Cleaning staff completed a daily checklist of areas they had cleaned. Some patients’ bedrooms were deep cleaned. However, the checklist was not fully effective as it marked areas as cleaned the day prior to and the day of our onsite assessment, but we found shortfalls with cleanliness. Staff completed monthly audits for hand hygiene compliance and quarterly infection control audits. The audit completed in January 2024 had found that not all food stored in the patients’ fridge had an open date and expiry date. Staff were reminded to consistently check this and inform patients of the need to date food. This audit noted that the ward was clean and in a good state of repair. The service had an infection, prevention and control (IPC) policy. There were clear responsibilities around IPC and arrangements in place for infection related incidents. Most staff had completed their IPC training .

Medicines optimisation

Score: 3

The patient satisfaction survey completed by Juniper Ward patients between October and December 2023 revealed positive views around care and treatment. For example, all respondents felt enough care was taken of their physical health problems and all felt they were involved in decisions about their care and treatment. We spoke with an independent mental health advocate who said clients wishes and views were heard and acted on proactively.

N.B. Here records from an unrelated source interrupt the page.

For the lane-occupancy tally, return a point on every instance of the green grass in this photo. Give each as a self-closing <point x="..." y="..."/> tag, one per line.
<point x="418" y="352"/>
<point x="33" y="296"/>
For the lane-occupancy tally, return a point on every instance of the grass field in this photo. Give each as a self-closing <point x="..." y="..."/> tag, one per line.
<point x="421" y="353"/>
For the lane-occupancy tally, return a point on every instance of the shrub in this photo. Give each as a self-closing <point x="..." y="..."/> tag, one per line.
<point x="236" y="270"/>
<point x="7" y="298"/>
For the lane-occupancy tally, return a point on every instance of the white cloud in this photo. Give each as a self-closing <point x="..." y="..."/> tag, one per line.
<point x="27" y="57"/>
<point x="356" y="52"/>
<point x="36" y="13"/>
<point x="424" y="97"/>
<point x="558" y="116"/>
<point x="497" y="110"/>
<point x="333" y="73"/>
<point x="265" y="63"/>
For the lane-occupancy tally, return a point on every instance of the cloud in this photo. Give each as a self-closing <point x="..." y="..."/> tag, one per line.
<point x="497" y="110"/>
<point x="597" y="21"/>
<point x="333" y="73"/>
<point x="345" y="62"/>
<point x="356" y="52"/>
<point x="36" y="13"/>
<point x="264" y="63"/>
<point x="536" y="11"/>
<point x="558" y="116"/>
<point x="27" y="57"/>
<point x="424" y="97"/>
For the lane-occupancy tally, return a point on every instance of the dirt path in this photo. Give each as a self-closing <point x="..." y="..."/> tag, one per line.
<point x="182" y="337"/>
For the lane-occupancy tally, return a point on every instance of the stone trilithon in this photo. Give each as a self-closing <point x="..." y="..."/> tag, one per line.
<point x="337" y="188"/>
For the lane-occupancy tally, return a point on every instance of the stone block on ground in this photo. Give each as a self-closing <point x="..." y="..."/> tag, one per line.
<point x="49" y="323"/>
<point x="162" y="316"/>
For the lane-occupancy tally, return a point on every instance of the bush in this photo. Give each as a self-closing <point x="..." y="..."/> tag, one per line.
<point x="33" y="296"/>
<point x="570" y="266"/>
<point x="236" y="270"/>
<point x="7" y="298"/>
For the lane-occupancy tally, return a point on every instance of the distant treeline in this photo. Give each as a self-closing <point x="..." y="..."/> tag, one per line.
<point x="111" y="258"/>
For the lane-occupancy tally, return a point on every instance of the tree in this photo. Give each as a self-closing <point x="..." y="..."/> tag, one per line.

Staff we asked about medicines management were confident with the process and felt comfortable asking for help if they needed it. One staff member described having attended medicines competency training as well as having in person training and meetings with the external pharmacist. Staff and leaders said the pharmacist visited once a week, and patients were encouraged to speak with them about their medicines. This was due to increase to twice-weekly visits in the summer of 2024, due to the pharmacy provider changing. However, some staff we spoke with felt unsure whose responsibility it was to complete actions identified within the pharmacist’s audits. This was discussed on site with the clinical services manager.

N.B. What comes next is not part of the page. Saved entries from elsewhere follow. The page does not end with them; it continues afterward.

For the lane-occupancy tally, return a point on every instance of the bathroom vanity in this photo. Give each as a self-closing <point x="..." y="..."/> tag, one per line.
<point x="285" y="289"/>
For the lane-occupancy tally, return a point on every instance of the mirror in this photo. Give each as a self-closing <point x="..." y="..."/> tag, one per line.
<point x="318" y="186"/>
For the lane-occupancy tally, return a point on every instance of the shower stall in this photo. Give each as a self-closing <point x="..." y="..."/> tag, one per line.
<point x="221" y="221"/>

Medicines, including controlled drugs, were stored safely. Equipment and technology were well-maintained and stored securely. The first aid box was in date and checked regularly. Staff usually completed weekly checks of emergency equipment, although we found some omitted or incomplete checks between 2 and 15 March 2024. We found 2 bottles of medicine which did not have the date of opening and/or correct day of opening on them. This meant the date of when the medicines could safely be used was unclear to staff.

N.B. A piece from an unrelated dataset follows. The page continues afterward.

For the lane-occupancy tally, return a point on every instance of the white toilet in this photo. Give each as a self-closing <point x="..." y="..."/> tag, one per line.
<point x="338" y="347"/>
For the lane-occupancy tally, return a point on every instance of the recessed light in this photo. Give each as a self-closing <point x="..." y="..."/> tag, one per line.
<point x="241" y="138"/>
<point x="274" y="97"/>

We reviewed 7 medicine administration records for completeness, legibility and inclusion of relevant client-specific information, such as allergies. Records were legible and prescriptions signed by a doctor. Staff had signed the record when administering medicines. Staff did not always document two staff signatures in the drugs liable for misuse (DLM) book when medicine was administered. We found one record with only one signature and shared this with staff during the assessment. Some staff felt that 2 signatures were only required prior to the end of the shift and not at the time the medicine was administered. We shared staff views with the clinical service manager who stated the expectation of staff was for there to always be 2 staff available on each shift to sign the book at the same time. They said this reflected the training staff had on DLMs. The service had trained senior support workers so there were additional resources to assist with the process. Staff monitored and recorded the drug fridge temperatures to ensure medicines were stored safely and remained effective, and these were in range. However, there were 2 days in February 2024 where staff did not record the fridge temperature, which meant they could not be assured that medicines were always stored at suitable temperatures. Leaders monitored numbers of medication incidents during monthly clinical governance meetings. Medicine and clinic room audits were completed by staff and the visiting pharmacist. We noted that one of the audits, which was undated, stated 22% of queries and interventions made by the pharmacist were not acknowledged by the service. As mentioned above, some staff felt unsure of the process. We did not see any action plans around how this would be improved.